Lights going up in the city; arduous but rewarding task


By Carolyn Roy,, 318-352-3618 ext. 219

If you’re looking for an optimistic person, look to Lee McKinney, the electrical superintendent in the Natchitoches Utility Department. McKinney has worked for the City for 26 years and for all that time, he’s had a part in hanging the strands of lights with 300,000 bulbs that illuminate Natchitoches for Christmas.

“We all work together,” he says of the crew of 15 full-time employees who have begun the two month long task of hanging the lights. They may get extra help as the festival nears. It’s an arduous task that begins with moving the strands of lights stored in City property on Mill Street. Then comes managing traffic. The crew generally can’t work before 8 a.m., nor after 2:30 p.m., peak traffic times because of school starting and ending.

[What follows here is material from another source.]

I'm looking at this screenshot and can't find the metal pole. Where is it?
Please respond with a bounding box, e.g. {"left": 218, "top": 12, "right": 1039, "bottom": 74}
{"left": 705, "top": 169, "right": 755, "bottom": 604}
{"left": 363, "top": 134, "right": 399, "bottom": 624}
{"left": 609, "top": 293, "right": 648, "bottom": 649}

“The traffic is a nightmare,” McKinney says. “Front Street and the bridge are the hardest.” Lights in those two locations are the last to go up and are strung at night. The first locations are the side streets. He says the crew got lucky this year because they had strung the lights on the riverbank before the heavy rain started and the trucks didn’t damage the landscape. There was minimal damage from the two hurricanes.

This year there will be 110 set pieces on the riverbank. While there are no new ones, the American flag has been totally restored for the first time in about six years. McKinney laughs when asked which is easier, hanging the lights or taking them down.

“When it’s over, we just pull ’em down.” Hanging and removing the glowing strands of lights are just part of the job. Aubrey Garcie is a former utility department employee who works part-time, year round. “When the lights come down, he examines every single one,” McKinney says. Garcie replaces damaged and faded bulbs. Despite two hurricanes and endless traffic, McKinney is sure the lights will be in place for the thousands of visitors and home folks as well. “We’re going to get it all up and make it pretty.”